D’une part, l’allègement de la fiscalité en faveur des multinationales crée de fortes inégalités entre les grandes et les petites entreprises : celles qui font le plus de bénéfices sont aussi celles qui paient proportionnellement le moins. En France, cette inégalité vient d’être rappelée par une note de l’INSEE du 2 septembre 2025 : selon des données de 2022, l’écart au détriment des PME serait de 50%[5].
D’autre part, de 1980 à 2020, le taux moyen de l’impôt sur les sociétés dans le monde est passé en moyenne de 50 à 24%[6]. Cet allègement de la charge fiscale des entreprises, auquel s’ajoute le versement d’aides publiques massives[7], qui résulte de mesures diverses mais convergentes prises depuis plusieurs décennies, serait de nature à faire peser un lourd fardeau sur le compte des ménages, contraint de financer des dépenses publiques très difficiles à réduire, compte tenu des protections existantes et du vieillissement de la population, menant vers un moins disant social déjà observé dans certains pays.
Les tentatives de la Commission
Du point de vue européen, une certaine équité fiscale est nécessaire au respect de la concurrence et à la bonne gestion du marché unique, des responsabilités qui sont du ressort de la Commission, la fiscalité proprement dite restant de la compétence des États membres et de décisions du Conseil à l’unanimité.
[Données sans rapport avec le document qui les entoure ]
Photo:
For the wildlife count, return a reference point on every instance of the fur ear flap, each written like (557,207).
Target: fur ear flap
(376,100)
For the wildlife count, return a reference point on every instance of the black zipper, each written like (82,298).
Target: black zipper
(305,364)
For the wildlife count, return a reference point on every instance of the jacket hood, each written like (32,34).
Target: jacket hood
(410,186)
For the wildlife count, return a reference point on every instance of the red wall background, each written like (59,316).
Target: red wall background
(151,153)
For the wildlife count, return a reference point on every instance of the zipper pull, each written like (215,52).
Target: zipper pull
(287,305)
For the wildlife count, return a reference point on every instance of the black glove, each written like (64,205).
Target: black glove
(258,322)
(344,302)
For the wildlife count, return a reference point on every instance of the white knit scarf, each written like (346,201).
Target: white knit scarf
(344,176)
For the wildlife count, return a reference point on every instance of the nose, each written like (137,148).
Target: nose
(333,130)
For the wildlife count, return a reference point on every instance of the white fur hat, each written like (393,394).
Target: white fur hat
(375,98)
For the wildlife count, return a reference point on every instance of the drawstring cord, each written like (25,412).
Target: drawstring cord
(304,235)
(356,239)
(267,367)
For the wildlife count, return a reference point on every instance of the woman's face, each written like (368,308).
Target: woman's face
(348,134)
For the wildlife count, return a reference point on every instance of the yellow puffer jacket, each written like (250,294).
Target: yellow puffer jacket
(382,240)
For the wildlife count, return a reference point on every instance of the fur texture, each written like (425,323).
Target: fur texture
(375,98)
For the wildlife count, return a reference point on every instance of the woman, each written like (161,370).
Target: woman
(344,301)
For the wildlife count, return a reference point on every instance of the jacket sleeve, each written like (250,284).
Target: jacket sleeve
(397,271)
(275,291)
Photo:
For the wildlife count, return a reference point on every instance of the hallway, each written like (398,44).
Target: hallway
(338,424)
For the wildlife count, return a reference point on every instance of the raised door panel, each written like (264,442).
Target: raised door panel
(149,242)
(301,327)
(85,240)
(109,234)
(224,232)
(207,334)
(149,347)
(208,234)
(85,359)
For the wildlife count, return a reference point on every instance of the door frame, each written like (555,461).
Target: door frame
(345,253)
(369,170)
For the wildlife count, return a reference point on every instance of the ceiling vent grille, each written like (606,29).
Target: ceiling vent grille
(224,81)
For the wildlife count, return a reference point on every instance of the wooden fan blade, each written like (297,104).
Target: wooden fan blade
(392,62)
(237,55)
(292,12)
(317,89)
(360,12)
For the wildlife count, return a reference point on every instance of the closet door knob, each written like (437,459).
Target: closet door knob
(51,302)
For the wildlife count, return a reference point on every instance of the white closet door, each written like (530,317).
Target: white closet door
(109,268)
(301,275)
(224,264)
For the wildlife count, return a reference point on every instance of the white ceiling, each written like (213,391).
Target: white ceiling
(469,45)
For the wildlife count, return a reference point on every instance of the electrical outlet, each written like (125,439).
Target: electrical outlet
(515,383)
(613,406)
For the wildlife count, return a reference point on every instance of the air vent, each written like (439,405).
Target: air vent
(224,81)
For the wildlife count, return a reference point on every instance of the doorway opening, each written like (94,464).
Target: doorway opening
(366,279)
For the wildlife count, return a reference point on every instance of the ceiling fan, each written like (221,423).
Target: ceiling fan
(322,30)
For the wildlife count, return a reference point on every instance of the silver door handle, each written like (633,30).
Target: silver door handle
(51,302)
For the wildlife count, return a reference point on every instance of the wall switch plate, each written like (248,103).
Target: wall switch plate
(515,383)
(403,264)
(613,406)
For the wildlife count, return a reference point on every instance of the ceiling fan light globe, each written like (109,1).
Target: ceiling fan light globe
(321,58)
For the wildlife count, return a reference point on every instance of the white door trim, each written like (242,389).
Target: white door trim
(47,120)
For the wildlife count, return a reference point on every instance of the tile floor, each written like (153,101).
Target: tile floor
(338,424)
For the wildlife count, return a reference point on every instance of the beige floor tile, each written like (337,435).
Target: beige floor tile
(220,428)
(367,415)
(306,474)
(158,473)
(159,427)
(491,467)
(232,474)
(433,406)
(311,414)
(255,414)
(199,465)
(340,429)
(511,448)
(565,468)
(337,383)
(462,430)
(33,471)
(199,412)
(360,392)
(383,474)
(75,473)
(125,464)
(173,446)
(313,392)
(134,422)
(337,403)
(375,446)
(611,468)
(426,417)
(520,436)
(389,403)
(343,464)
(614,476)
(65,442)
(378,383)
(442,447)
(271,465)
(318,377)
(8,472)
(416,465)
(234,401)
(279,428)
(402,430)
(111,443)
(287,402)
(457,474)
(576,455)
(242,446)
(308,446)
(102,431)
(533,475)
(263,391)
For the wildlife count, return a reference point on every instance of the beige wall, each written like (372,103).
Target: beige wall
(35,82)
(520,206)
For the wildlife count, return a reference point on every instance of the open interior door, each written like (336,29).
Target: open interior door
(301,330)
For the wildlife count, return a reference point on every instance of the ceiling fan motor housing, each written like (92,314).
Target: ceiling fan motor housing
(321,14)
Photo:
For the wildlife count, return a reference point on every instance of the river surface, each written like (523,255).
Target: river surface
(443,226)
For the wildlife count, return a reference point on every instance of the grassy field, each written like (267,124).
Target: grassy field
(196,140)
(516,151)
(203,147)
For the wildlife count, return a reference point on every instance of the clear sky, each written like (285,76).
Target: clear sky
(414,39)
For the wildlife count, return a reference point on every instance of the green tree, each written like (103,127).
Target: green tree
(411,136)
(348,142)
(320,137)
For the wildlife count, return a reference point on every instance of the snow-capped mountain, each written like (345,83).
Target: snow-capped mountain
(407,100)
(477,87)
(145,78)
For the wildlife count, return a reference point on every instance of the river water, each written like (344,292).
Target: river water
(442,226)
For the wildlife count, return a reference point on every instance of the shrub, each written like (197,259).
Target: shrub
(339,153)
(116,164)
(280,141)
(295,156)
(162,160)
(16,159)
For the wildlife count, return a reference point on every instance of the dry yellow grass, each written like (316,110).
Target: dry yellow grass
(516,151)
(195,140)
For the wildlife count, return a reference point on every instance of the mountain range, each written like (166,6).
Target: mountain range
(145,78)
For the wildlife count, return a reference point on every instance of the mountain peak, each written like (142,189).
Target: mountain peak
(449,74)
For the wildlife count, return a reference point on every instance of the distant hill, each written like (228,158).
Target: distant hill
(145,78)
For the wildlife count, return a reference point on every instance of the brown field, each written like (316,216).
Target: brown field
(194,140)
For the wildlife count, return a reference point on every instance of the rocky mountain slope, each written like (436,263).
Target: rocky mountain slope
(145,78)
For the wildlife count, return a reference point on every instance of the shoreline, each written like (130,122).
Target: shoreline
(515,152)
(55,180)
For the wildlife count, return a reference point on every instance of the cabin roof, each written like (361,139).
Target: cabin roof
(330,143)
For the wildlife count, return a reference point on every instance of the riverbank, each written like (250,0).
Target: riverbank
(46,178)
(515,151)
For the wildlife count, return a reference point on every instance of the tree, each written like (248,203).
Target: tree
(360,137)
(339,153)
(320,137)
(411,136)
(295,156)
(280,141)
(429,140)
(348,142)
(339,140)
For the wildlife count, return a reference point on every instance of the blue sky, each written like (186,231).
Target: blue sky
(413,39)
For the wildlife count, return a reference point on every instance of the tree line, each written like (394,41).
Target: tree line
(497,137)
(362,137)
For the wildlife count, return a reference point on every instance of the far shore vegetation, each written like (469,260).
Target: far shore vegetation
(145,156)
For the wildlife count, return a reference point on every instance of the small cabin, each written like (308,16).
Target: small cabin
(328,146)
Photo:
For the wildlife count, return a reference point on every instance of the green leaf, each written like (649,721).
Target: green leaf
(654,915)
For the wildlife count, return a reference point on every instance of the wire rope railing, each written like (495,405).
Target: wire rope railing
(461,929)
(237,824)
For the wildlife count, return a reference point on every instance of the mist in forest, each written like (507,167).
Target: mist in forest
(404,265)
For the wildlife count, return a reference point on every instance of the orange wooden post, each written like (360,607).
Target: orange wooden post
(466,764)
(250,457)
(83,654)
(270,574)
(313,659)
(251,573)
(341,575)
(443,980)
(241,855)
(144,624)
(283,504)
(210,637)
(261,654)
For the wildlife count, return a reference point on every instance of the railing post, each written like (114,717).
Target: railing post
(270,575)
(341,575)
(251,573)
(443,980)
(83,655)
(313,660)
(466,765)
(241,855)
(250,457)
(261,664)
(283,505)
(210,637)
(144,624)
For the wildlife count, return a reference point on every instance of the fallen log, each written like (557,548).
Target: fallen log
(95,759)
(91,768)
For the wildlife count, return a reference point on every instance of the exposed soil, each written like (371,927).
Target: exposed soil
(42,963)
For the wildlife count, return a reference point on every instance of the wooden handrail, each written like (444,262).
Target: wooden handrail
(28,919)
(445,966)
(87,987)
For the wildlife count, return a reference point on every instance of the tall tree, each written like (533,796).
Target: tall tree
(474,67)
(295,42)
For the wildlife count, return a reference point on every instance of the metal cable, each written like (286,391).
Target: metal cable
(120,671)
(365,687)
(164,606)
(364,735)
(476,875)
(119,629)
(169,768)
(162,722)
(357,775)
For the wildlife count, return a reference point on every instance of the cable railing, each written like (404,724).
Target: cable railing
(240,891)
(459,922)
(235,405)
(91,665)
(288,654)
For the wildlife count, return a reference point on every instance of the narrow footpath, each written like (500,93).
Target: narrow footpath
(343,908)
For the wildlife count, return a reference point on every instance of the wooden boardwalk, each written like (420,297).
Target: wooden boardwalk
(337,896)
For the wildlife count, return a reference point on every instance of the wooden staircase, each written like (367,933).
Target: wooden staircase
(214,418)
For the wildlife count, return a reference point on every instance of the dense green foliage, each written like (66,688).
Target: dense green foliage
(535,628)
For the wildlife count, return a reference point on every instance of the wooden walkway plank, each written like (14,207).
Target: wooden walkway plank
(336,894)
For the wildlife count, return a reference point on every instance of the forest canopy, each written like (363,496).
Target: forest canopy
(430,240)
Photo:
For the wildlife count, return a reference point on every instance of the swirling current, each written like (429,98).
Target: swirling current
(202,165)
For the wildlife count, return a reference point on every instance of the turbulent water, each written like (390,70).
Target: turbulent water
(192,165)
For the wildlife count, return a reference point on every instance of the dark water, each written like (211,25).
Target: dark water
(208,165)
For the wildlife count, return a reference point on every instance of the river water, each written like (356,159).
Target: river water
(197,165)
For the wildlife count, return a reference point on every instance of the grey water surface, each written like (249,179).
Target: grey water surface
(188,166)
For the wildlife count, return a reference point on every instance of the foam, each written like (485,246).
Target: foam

Ensuite, il faut avoir la capacité de les faire appliquer, compte tenu du secret des affaires et des limites de la coopération fiscale. Dans une économie de libre circulation des capitaux, la marge d’action publique est donc limitée mais pas inexistante, comme on tente parfois de le faire croire.
La concurrence fiscale n’est pas seulement un problème interne à l’Union. En dépit des progrès réalisés dans la lutte contre les paradis fiscaux, des législations complaisantes se maintiennent aux portes de l’UE. Il faut aussi compter avec l’opposition des États-Unis : Donald Trump a volé au secours de ses multinationales et compte bien obtenir leur exonération des taxes européennes. Le monde serait-il devenu la proie d’une autre génération de « robber barons[8] », une nouvelle noblesse qui entend s’exonérer de ses charges ? En fait, les États membres ont perdu une partie de leur souveraineté fiscale, mais ils ont du mal à le reconnaître.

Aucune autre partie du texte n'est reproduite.